Credit: Justin Yeakel
When we think of engineering in nature, we tend to think of beavers — the tree-felling, dam-building rodents whose machinations can shape the landscape by creating lakes and changing the path of rivers. But beavers are far from the only organisms to reshape their environment. A squirrel who inadvertently plants oak trees is also an “ecosystem engineer” — roughly speaking, any organism whose impact on the environment outlasts its own lifetime. The coolest of these biological builders, according to Justin Yeakel, might be the shipworm, which eats through rocks in streams, creating cozy abodes for future invertebrate inhabitants.
Yeakel, an ecologist at the University of California, Merced, and a former Santa Fe Institute Omidyar Fellow is the lead author of a new paper that models the long term impact of ecosystem engineers. Researchers have long considered the role of ecosystem engineers in natural histories, but this study is among the first to quantitatively assess them in an ecological network model.
“We wanted to understand how food webs and interaction networks were established from a mechanistic perspective,” he says. “To do that, you have to include things like engineering because species influence their environment and there’s this feedback between the environment to the species.”
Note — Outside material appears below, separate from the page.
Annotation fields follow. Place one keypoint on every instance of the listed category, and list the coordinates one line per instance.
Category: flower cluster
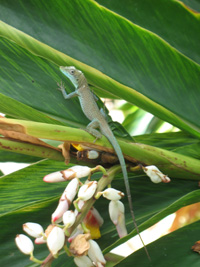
(71, 229)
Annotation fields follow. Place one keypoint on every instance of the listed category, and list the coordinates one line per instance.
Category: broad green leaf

In particular, the model uses simple rules to show how food webs can be assembled, how species interactions can change over time, and when species go extinct. One striking result: Few ecosystem engineers led to many extinctions and instability while many ecosystem engineers led to stability and few extinctions.
“As you increase the number of engineers, that also increases the redundancy of the engineers and this tends to stabilize the system,” Yeakel says.
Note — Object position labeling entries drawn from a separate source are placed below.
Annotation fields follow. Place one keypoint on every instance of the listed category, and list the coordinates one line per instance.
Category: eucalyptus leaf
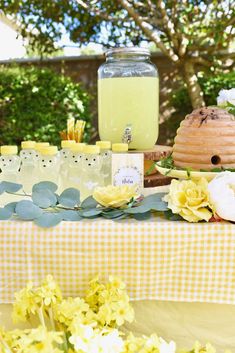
(89, 202)
(123, 216)
(142, 216)
(5, 214)
(70, 197)
(112, 214)
(159, 206)
(91, 212)
(172, 216)
(44, 198)
(47, 220)
(11, 187)
(48, 185)
(26, 210)
(154, 198)
(139, 209)
(69, 215)
(11, 206)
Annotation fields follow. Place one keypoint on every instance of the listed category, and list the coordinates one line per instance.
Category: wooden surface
(156, 179)
(158, 152)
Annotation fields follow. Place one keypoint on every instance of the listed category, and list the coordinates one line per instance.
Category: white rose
(167, 347)
(226, 95)
(222, 195)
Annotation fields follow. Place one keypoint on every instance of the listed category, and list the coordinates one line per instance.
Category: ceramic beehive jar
(205, 140)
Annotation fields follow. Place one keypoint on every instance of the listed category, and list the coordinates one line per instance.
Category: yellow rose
(190, 199)
(114, 196)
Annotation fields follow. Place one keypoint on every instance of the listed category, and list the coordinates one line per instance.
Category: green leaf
(48, 185)
(11, 187)
(139, 209)
(11, 206)
(159, 206)
(2, 189)
(155, 202)
(26, 210)
(47, 220)
(142, 216)
(91, 213)
(5, 214)
(69, 215)
(112, 214)
(89, 202)
(172, 216)
(70, 197)
(44, 198)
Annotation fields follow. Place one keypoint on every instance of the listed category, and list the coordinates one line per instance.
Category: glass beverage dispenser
(128, 98)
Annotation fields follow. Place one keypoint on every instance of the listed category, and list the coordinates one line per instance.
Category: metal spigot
(127, 135)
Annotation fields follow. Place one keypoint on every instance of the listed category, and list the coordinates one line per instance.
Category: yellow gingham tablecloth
(158, 259)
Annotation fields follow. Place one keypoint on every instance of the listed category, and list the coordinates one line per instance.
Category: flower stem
(52, 321)
(5, 345)
(41, 317)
So, how do you create an ecological network model? It’s highly abstracted — there are no specific species like beavers or concrete environmental features like rivers. Everything is reduced to interactions: species can eat, need, or make. In this sense, nature becomes a network of interactions. For example, bees eat nectar from flowers; flowers need bees to be pollinated; trees make shade which flowers need.
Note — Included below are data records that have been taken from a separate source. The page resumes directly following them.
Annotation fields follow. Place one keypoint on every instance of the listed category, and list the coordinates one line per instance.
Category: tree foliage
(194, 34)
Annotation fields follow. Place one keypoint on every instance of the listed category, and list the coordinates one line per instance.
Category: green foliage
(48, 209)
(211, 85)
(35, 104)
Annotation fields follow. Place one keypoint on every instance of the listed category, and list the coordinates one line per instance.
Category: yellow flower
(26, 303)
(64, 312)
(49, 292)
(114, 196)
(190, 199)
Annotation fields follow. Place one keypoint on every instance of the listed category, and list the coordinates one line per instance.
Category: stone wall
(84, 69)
The researchers gave the model a small number of rules, the main one being: Species have to eat only one thing to survive but they have to obtain all of the things they need. In less abstract terms, even if one flower species goes extinct, bees could survive on nectar from other flowers. But if either bees or trees fail to provide pollination or shade, which flowers need, then the flowers will go extinct.
Using these rules, the models were able to produce ecological networks similar to those in the real world, with a characteristic hourglass shape in species diversity — more diversity at the top and the bottom of the web, less in the middle. To expand the model for future research, Yeakel plans on incorporating evolutionary dynamics so that species can change what they eat and need and make.
Two and a half billion years before humans showed up, cyanobacteria were a planetary-scale engineer that slowly changed the composition of the entire atmosphere by oxygenating it. But unlike our photosynthetic predecessors, “we’re making changes on ecological timescales rather than evolutionary timescales,” Yeakel says. “Is an organism that becomes a planetary-scale engineer doomed to extinction if it changes the environment too quickly?”